While I do my best to keep politics out of my life – usually by selectively blocking people who engage in too much proselytizing via link spamming on social media – I will never truly be rid of it. I do my best to cull my exposure to politics, not because I am lazy and looking to stay uninformed about the issues, but rather because I don’t particularly trust most of the sources of information I receive to leave me better informed than when I began. Putting this idea in a simple phrase, people are biased. In these socially-contentious domains, we tend to look for evidence that supports our favored conclusions first, and only stop to evaluate it later, if we do at all. If I can’t trust the conclusions of such pieces to be accurate, I would rather not waste my time with them at all, as I’m not looking to impress a particular partisan group with my agreeable beliefs. Naturally, since I find myself disinterested in politics – perhaps even going so far as to say I’m biased against such matters – this should mean I am more likely to approve of research that concludes people engaged with political issues aren’t quite good at reaching empirically-correct conclusions. Speaking of which… 

“Holy coincidences, Batman; let’s hit them with some knowledge!”

A recent paper by Kahan et al (2013) examined how people’s political beliefs affected their ability to reach empirically-sound conclusions in the face of relevant evidence. Specifically, the authors were testing two competing theories for explaining why people tended to get certain issues wrong. The first of these is referred to as the Science Comprehension Thesis (SCT), which proposes that people tend to get different answers to questions like, “Is global warming affected by human behavior?” or “Are GMOs safe to eat?” simply because they lack sufficient education on such topics or possess poor reasoning skills. Put in more blunt terms, we might (and frequently do) say that people get the answers to such questions wrong because they’re stupid or ignorant. The competing theory the authors propose is called the Identity-Protective Cognition Thesis (ICT) which suggests that these debates are driven more by people’s desire to not be ostracized by their in-group, effectively shutting off their ability to reach accurate conclusions. Again, putting this in more blunt terms, we might (and I did) say that people get the answers to such questions wrong because they’re biased.

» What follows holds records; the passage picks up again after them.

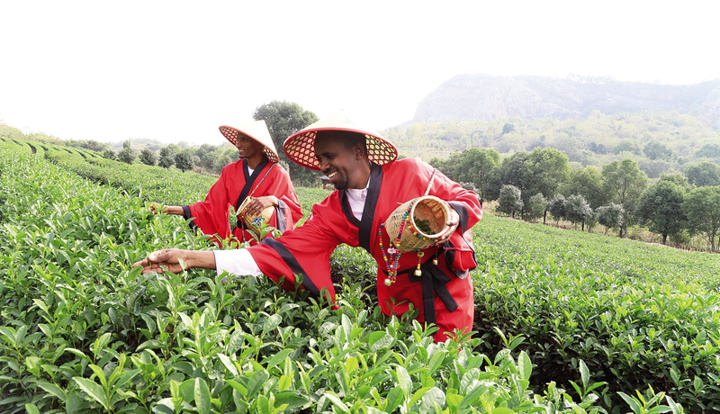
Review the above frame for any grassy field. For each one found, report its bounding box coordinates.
[0,138,708,414]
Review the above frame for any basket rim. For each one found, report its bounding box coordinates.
[410,195,450,240]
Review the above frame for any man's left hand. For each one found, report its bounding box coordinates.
[433,207,460,246]
[245,196,278,215]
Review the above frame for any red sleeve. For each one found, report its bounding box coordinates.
[183,164,236,239]
[263,164,303,230]
[248,199,348,302]
[428,161,482,273]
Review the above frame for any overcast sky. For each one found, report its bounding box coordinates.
[0,0,720,144]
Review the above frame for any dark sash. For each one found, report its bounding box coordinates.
[235,157,269,229]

They have a conclusion they want to support first, and evidence is only useful inasmuch as it helps them do that.

Before getting to the matter of politics, though, let’s first consider skin cream. Sometimes people develop unpleasant rashes on their skin and, when that happens, people will create a variety of creams and lotions designed to help heal the rash and remove its associated discomfort. However, we want to know if these treatments actually work; after all, some rashes will go away on their own, and some rashes might even get worse following the treatment. So we do what any good scientist does: we conduct an experiment. Some people will use the cream while others will not, and we track who gets better and who gets worse. Imagine, then, that you are faced with the following results from your research: of the people who did use the skin cream, 223 of them got better, while 75 got worse; of the people who did not use the cream, 107 got better, while 21 got worse. From this, can we conclude that the skin cream works?

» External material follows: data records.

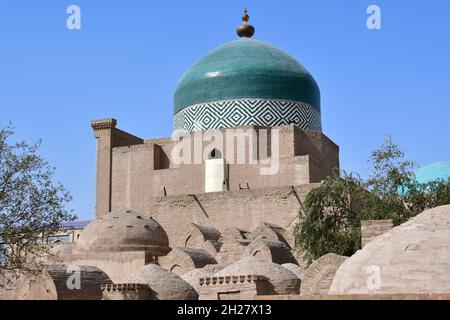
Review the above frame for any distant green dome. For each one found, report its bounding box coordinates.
[174,37,321,131]
[415,162,450,183]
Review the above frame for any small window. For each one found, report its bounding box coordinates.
[209,148,222,159]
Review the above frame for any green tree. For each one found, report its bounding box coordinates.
[295,136,450,262]
[0,126,75,277]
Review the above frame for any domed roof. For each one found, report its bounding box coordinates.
[415,162,450,183]
[126,264,198,300]
[174,38,320,113]
[214,257,300,294]
[75,209,171,256]
[174,37,322,132]
[329,205,450,294]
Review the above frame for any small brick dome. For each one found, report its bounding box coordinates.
[214,256,300,295]
[126,263,198,300]
[75,209,171,256]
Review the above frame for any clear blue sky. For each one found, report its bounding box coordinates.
[0,0,450,218]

A little bit of division tells us that, among those who used the cream, about 3 people got better for each 1 who got worse; among those not using the cream, roughly 5 people got better for each 1 who got worse. Comparing the two ratios, we can conclude that the skin cream is not effective; if anything, it’s having precisely the opposite result. If you haven’t guessed by now, this is precisely the problem that Kahan et al (2013) posed to 1,111 US adults (though they also flipped the numbers between the conditions so that sometimes the treatment was effective). As it turns out, this problem is by no means easy for a lot of people to solve: only about half the sample was able to reach the correct conclusion. As one might expect, though, the participant’s numeracy – their ability to use quantitative skills – did predict their ability to get the right answer: the highly-numerate participants got the answer right about 75% of the time; those in the low-to-moderate end of numeracy ability got it right only about 50% of the time.

“I need it for a rash. That’s my story and I’m sticking to it”

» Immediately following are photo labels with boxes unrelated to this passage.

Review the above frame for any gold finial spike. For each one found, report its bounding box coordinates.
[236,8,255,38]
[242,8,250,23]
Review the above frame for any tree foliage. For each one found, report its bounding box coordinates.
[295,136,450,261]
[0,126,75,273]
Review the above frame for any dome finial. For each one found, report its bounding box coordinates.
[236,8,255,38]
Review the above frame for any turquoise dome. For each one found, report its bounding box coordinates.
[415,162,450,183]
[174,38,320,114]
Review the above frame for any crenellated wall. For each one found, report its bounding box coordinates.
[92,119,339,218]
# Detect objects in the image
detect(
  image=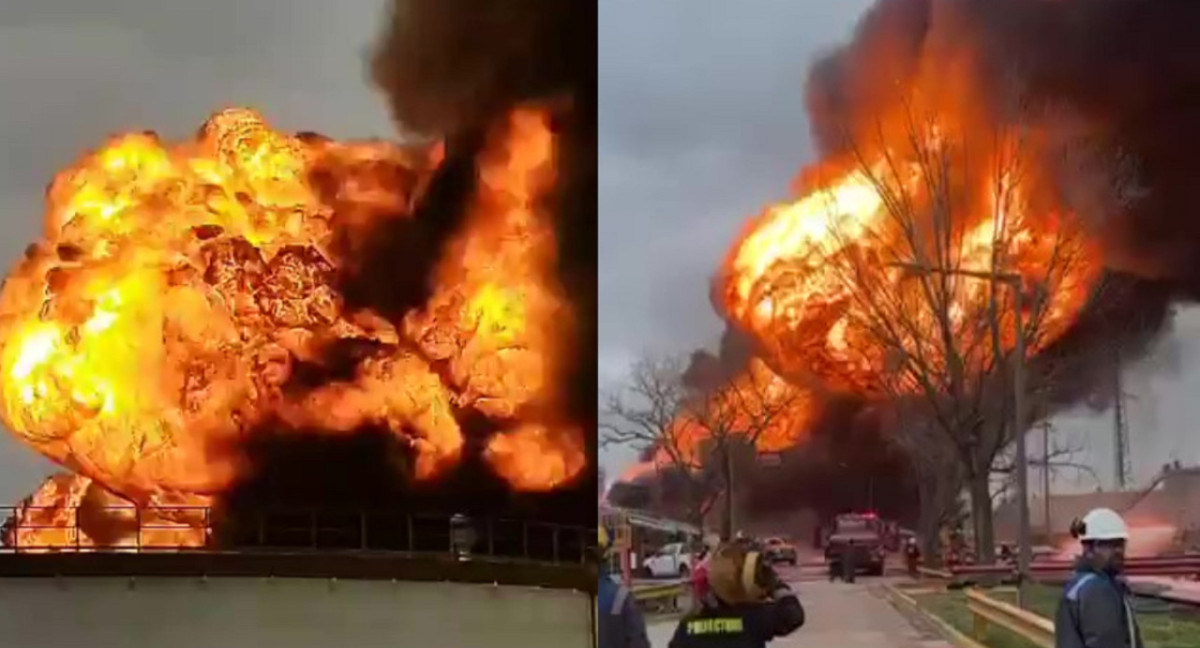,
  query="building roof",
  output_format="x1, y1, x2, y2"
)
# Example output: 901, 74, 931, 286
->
994, 468, 1200, 541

Kahan et al (2013) then switched up the story. Instead of participants reading about a skin cream, they instead read about gun legislation that banned citizens from carrying handguns concealed in public; instead of looking at whether a rash went away, they examined whether crime in the cities that enacted such bans went up or down, relative to those cities that did not. Beyond the change in variables, all the numbers remained exactly the same. Participants were asked whether the gun ban was effective at reducing crime.  Again, people were not particularly good at solving this problem either – as we would expect – but an interesting result emerged: the most numerate subjects were now only solving the problem correctly 57% of the time, as compared with 75% in the skin-cream group. The change of topic seemed to make people’s ability to reason about these numbers quite a bit worse.

Breaking the data down by political affiliations made it clear what was going on. The more numerate subjects were, again, more likely to get the answer to the question correct, but only when it accorded with their political views. The most numerate liberal democrats, for instance, got the answer right when the data showed that concealed carry bans resulted in decreased crime; when crime increased, however, they were not appreciably better at reaching that conclusion relative to the less-numerate democrats. This pattern was reversed in the case of conservative republicans: when the concealed carry bans resulted in increased crime, the more numerate ones got the question right more often; when the ban resulted in decreased crime, performance plummeted.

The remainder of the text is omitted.